Supplementary information for journal articles is a bad idea. It has always been a bad idea. Journals at the dawn of the World Wide Web, faced with the opportunity to publish infinite pages at low cost, chose instead to create proprietary non-edited slush piles for methods and analyses totally separate from the standard distribution format of their articles. It’s a near-miracle twenty years later that any supplementary information can still be read by today’s software.

Instead of becoming standardized rich media for data distribution, supplements became a bloated morgue where Excel spreadsheets go to die.

But it’s not just broken hyperlinks that frustrate scientists. As papers get more data-intensive and complex, supplementary files often become many times longer than the manuscript itself—in some extreme cases, ballooning to more than 100 pages. Because these files are typically published as PDFs, they can be a pain to navigate, so even if they are available, the information within them can get overlooked. “Most supplementary materials are just one big block and not very useful,” Cooper says.
Another issue is that these files are home to most of a study’s published data, and “you can’t extract data from PDFs except using complex software—and it’s a slow process that has errors,” Murray-Rust tells The Scientist. “This data is often deposited as a token of depositing data, rather than people actually wanting to reuse it.”

That is a super phrase: “Token of depositing data”. It’s exactly the concern I raised earlier this week: “Biological Anthropology association speaks out on data access”.

Going through the motions of providing data instead of actually creating a useful foundation for further work is a universal problem. After all, work is work. As the software industry has long known, there’s no substitute for full and adequate documentation of code, but still everyone is under pressure to produce outputs right now, with less incentive for doing the work for everyone else.

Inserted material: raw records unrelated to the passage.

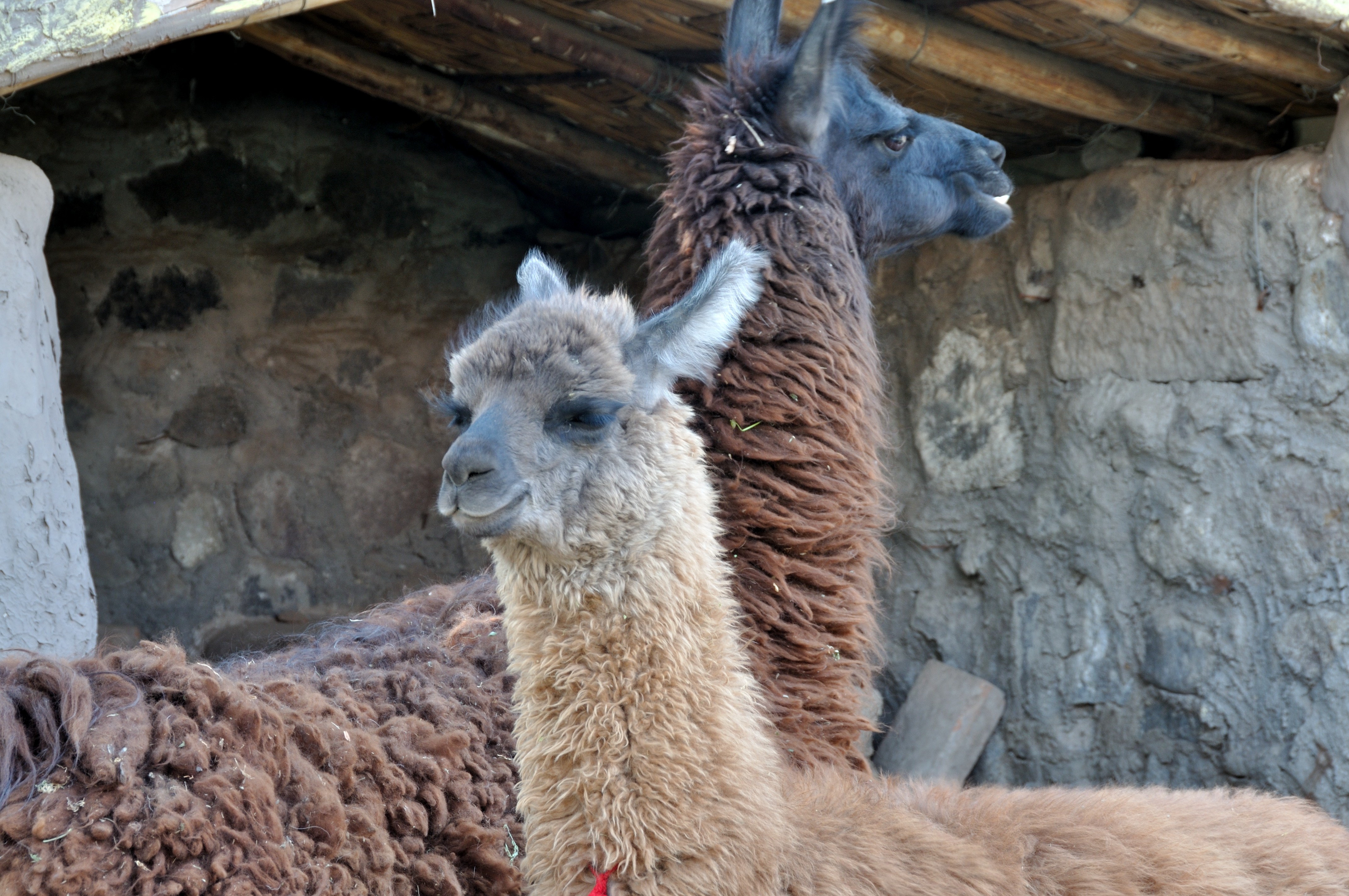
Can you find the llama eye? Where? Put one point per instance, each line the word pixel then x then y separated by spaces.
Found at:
pixel 585 420
pixel 458 416
pixel 591 420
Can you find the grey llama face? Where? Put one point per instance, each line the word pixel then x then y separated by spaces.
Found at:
pixel 548 404
pixel 904 177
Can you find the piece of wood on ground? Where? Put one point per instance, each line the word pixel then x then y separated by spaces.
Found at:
pixel 943 725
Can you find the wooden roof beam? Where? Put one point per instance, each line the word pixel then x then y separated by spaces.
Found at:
pixel 1206 34
pixel 473 113
pixel 574 45
pixel 982 59
pixel 107 29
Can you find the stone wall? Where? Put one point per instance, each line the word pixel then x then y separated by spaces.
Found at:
pixel 257 272
pixel 1120 463
pixel 1122 466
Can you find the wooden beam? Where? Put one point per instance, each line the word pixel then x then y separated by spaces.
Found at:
pixel 38 49
pixel 575 45
pixel 906 34
pixel 471 111
pixel 1220 38
pixel 942 728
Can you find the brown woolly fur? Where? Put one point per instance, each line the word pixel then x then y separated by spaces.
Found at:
pixel 792 420
pixel 643 745
pixel 367 759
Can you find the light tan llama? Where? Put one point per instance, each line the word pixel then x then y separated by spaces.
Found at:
pixel 644 751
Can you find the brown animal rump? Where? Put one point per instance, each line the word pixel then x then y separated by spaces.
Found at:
pixel 792 424
pixel 374 758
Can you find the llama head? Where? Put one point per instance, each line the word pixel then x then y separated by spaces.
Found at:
pixel 568 438
pixel 904 177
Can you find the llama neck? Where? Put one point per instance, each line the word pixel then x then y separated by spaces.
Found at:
pixel 636 710
pixel 797 401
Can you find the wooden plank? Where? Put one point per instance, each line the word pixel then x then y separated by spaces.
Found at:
pixel 942 728
pixel 574 45
pixel 463 109
pixel 1209 36
pixel 971 54
pixel 40 48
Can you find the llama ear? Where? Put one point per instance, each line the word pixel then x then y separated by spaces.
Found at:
pixel 752 29
pixel 807 98
pixel 687 338
pixel 540 277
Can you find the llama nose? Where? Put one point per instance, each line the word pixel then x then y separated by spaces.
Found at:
pixel 467 459
pixel 478 451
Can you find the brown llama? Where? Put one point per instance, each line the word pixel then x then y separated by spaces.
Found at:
pixel 647 762
pixel 802 156
pixel 370 758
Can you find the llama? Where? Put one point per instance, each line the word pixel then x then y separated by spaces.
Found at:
pixel 802 156
pixel 370 758
pixel 647 760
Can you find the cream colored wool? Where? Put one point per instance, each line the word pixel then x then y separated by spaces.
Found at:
pixel 643 745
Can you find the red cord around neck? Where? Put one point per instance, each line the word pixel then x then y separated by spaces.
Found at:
pixel 601 882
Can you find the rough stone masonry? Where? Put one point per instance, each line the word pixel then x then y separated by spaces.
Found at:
pixel 1122 462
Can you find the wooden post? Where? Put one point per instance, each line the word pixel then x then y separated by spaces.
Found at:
pixel 942 728
pixel 465 109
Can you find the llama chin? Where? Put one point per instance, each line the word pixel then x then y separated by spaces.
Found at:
pixel 647 762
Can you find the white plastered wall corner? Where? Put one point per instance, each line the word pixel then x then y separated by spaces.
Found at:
pixel 46 593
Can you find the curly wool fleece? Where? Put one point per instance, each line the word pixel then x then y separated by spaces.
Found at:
pixel 373 758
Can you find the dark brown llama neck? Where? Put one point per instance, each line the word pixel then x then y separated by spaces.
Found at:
pixel 792 426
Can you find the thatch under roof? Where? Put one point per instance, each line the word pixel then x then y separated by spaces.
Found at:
pixel 591 87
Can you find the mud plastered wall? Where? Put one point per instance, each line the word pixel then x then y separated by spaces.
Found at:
pixel 1123 470
pixel 257 272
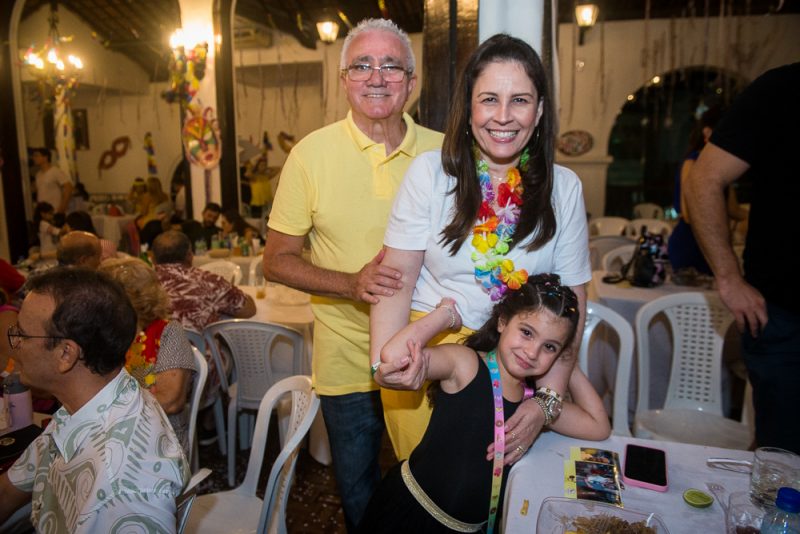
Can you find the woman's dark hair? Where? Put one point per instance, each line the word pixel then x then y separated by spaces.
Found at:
pixel 537 217
pixel 40 209
pixel 80 220
pixel 540 292
pixel 90 309
pixel 238 222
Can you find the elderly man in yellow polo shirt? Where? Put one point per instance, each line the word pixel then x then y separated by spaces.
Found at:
pixel 337 188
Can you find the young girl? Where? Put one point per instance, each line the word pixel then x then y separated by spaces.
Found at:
pixel 447 482
pixel 43 216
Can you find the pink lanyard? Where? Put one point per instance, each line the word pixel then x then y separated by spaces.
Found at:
pixel 499 438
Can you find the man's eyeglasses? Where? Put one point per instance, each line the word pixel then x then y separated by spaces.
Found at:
pixel 15 336
pixel 362 72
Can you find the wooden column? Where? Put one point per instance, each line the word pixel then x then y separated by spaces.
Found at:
pixel 11 171
pixel 450 35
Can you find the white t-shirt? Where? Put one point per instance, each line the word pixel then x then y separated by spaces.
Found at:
pixel 423 208
pixel 48 186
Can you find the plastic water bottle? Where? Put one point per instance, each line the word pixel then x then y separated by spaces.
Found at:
pixel 18 398
pixel 785 519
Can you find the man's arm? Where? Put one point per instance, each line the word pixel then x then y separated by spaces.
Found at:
pixel 11 498
pixel 66 194
pixel 716 169
pixel 283 263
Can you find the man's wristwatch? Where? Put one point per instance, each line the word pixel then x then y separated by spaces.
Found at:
pixel 550 402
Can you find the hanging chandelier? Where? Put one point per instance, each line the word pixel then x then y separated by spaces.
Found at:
pixel 56 74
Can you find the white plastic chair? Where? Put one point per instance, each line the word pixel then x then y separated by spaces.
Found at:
pixel 607 225
pixel 595 315
pixel 185 500
pixel 616 258
pixel 251 344
pixel 654 226
pixel 240 510
pixel 198 383
pixel 255 276
pixel 648 210
pixel 600 244
pixel 198 341
pixel 692 412
pixel 226 269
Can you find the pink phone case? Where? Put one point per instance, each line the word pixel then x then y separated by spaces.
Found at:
pixel 641 483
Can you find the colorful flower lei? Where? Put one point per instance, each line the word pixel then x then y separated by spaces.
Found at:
pixel 494 230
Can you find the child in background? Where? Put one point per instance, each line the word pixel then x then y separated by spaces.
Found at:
pixel 43 216
pixel 447 482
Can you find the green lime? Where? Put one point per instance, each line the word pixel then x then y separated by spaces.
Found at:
pixel 697 498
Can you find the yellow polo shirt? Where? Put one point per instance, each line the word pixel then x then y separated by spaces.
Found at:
pixel 338 186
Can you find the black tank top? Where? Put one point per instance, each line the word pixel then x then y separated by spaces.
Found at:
pixel 450 462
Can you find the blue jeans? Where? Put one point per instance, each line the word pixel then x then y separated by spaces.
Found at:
pixel 773 365
pixel 355 429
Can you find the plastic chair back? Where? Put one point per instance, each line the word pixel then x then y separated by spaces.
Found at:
pixel 251 344
pixel 599 245
pixel 226 269
pixel 185 500
pixel 648 210
pixel 654 226
pixel 616 258
pixel 597 314
pixel 698 321
pixel 305 404
pixel 199 382
pixel 608 225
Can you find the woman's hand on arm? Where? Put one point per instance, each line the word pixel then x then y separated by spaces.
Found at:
pixel 390 315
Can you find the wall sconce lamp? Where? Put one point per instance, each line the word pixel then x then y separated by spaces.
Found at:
pixel 328 31
pixel 586 15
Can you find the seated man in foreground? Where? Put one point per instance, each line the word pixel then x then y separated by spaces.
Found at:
pixel 72 333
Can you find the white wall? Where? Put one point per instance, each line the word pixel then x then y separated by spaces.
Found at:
pixel 765 42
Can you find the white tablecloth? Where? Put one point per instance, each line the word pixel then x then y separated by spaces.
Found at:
pixel 626 300
pixel 111 228
pixel 285 306
pixel 540 474
pixel 243 262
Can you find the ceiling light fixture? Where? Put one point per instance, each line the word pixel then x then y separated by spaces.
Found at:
pixel 56 74
pixel 586 15
pixel 328 31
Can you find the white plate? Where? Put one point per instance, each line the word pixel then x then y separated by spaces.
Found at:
pixel 557 515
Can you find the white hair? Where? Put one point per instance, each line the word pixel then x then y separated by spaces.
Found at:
pixel 384 25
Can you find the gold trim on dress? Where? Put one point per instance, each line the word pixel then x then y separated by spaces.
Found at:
pixel 427 503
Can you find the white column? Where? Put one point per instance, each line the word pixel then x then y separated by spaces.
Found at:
pixel 198 25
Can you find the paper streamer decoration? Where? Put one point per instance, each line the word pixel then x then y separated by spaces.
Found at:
pixel 201 138
pixel 152 170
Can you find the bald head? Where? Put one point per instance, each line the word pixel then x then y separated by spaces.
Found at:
pixel 79 249
pixel 172 247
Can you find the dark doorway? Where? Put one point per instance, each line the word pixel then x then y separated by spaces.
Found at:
pixel 650 136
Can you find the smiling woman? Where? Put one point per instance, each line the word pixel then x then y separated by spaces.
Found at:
pixel 473 221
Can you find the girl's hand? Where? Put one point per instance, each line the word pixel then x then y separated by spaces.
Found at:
pixel 407 372
pixel 455 317
pixel 521 431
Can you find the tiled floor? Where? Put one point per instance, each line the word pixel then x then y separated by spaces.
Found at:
pixel 314 506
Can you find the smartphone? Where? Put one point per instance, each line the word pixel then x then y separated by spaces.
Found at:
pixel 645 467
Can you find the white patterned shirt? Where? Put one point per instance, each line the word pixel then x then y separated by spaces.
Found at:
pixel 115 465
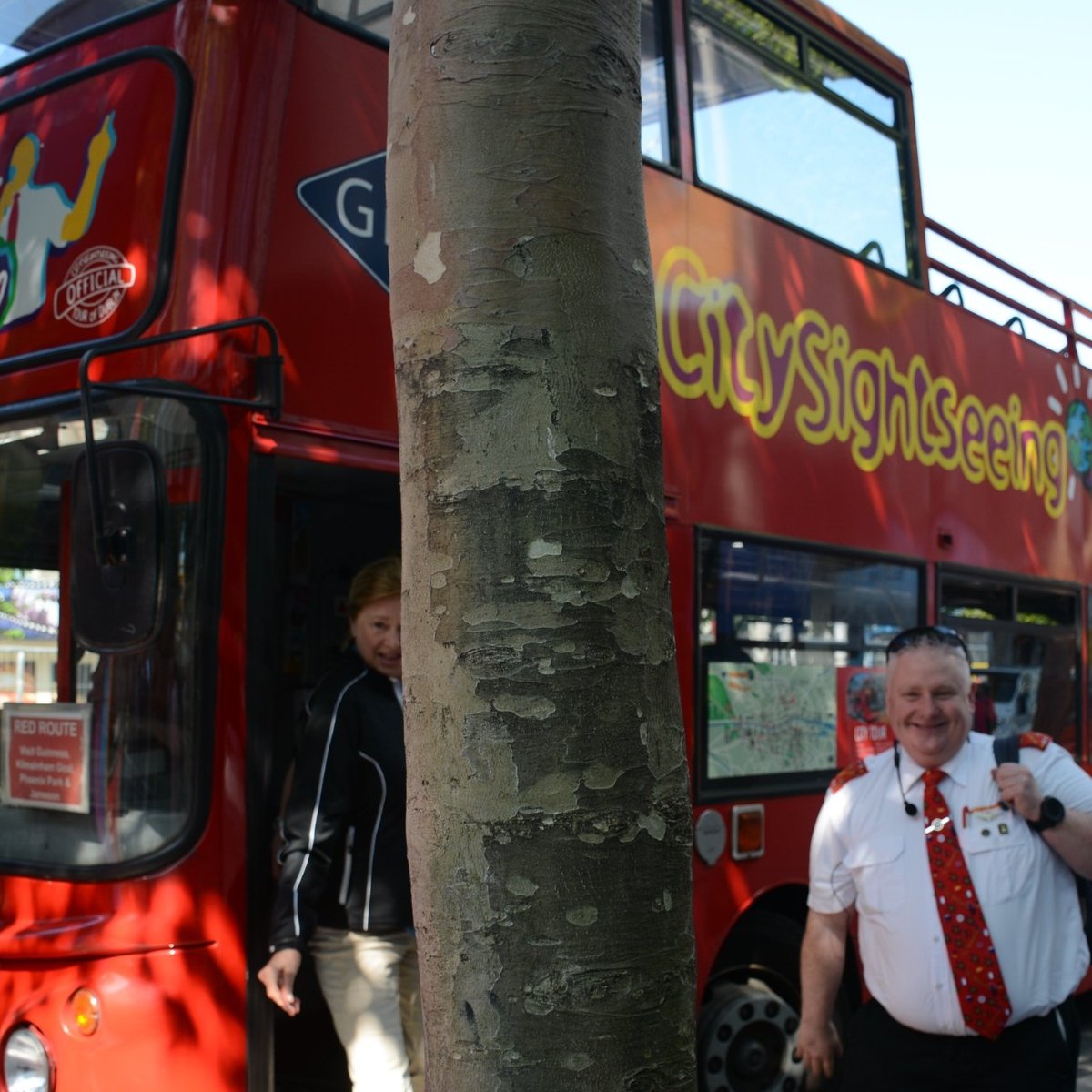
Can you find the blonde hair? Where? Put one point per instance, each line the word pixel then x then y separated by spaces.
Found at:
pixel 375 581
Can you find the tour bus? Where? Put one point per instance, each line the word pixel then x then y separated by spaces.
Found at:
pixel 868 424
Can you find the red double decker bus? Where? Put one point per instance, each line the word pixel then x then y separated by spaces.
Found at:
pixel 197 447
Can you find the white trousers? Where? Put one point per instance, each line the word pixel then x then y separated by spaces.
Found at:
pixel 372 988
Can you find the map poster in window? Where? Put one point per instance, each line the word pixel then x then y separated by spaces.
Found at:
pixel 46 757
pixel 769 719
pixel 862 714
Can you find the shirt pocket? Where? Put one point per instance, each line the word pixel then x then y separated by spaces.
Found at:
pixel 1002 863
pixel 879 873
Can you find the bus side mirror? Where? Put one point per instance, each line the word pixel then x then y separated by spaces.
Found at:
pixel 117 571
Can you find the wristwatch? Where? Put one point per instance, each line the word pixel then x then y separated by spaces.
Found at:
pixel 1051 813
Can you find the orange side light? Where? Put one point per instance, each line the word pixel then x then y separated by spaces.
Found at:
pixel 748 831
pixel 83 1011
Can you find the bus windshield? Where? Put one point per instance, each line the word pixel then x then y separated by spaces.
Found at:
pixel 98 752
pixel 35 25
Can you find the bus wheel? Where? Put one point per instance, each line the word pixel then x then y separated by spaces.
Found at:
pixel 748 1022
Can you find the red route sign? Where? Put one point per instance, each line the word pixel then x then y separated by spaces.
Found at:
pixel 46 757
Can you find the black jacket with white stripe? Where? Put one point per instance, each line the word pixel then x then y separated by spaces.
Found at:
pixel 344 854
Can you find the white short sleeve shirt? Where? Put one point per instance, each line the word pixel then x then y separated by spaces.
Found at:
pixel 866 851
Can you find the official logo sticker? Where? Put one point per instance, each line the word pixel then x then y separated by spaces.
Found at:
pixel 94 287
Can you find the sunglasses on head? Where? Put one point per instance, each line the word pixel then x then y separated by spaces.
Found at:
pixel 924 636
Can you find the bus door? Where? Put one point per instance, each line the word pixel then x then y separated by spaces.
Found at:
pixel 312 525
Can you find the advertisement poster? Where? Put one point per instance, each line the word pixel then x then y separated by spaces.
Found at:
pixel 46 757
pixel 862 714
pixel 769 720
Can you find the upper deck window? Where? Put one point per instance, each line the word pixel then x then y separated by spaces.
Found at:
pixel 787 128
pixel 36 25
pixel 655 96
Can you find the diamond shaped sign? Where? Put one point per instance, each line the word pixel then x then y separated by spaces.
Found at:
pixel 350 203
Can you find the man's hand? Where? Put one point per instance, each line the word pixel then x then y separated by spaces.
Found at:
pixel 819 1048
pixel 1019 789
pixel 278 977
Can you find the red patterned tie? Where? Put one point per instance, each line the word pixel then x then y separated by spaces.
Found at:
pixel 978 982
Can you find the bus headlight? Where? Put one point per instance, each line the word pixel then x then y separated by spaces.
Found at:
pixel 26 1064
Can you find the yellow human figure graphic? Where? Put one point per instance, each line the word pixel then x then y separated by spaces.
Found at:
pixel 36 219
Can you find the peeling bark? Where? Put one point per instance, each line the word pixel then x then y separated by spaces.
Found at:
pixel 550 820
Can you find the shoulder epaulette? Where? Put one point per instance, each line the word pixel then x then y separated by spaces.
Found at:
pixel 844 776
pixel 1036 740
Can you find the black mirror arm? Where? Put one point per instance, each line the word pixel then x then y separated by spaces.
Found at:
pixel 104 551
pixel 112 544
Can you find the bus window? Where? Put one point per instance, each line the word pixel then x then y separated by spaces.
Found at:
pixel 790 640
pixel 101 753
pixel 359 15
pixel 655 97
pixel 25 27
pixel 796 134
pixel 1025 647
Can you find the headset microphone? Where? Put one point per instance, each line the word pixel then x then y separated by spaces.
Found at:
pixel 911 809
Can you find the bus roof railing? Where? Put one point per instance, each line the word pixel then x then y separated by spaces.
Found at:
pixel 1070 309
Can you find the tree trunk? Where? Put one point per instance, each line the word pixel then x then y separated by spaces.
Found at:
pixel 550 822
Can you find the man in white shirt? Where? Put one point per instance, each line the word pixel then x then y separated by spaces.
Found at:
pixel 1020 828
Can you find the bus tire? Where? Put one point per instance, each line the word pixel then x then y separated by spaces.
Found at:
pixel 747 1026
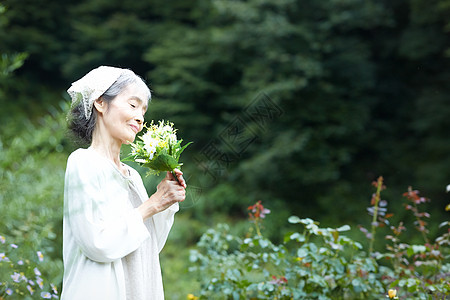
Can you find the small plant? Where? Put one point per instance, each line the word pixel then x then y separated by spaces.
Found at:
pixel 323 263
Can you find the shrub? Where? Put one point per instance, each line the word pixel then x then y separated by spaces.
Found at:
pixel 321 263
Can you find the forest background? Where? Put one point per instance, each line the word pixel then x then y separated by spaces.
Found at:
pixel 299 104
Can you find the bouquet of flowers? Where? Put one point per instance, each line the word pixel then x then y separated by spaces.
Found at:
pixel 158 148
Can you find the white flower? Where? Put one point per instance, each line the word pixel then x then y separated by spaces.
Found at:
pixel 172 138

To their credit, the biological anthropologists reference several online data repositories, which grant agencies and publishers are increasingly encouraging. The Scientist article introduces the subject of repositories as a substitute for supplementary information:

Mark Hahnel, the CEO and founder of figshare, says that he started the company during his doctoral studies out of frustration with the limitations of supplemental files. “We expected to play this role for people who were producing outputs of research that didn’t fit into the model of publishing PDFs,” he tells The Scientist. But increasingly, academics also are using figshare for other reasons, he adds, such as being able to freely reuse material associated with a published paper without worrying about infringing upon copyrights. (While research outputs such as figures in a traditional journal may be subject to a publisher’s copyright policies, those deposited to repositories like figshare are usually published with a creative commons license that allows others to use the material without restrictions.)

Data repositories are a partial solution for only one of the problems of data access — providing a way for readers to get the data and code that underlie a published analysis. Building a durable foundation for further work is another task that should be recognized and valued much more.

Part of that task is publishing texts that actually provide the details of analyses. This comes back to supplements. Today, too many published scientific papers are little more than glorified abstracts. Details are hidden in hundred-page supplements, where they are poorly reviewed (if they are reviewed at all) and rarely replicable.

Some papers should be broken up into independent units. Multidisciplinary work that actually consumes hundreds of pages of detail should be formatted and published in a way that recognizes the detail, not hides it. Scientists working on multidisciplinary problems need to model good writing to enable readers to follow how the details from many analyses fit together. That would be vastly more valuable as a foundation for later work than a citation in a weekly science journal.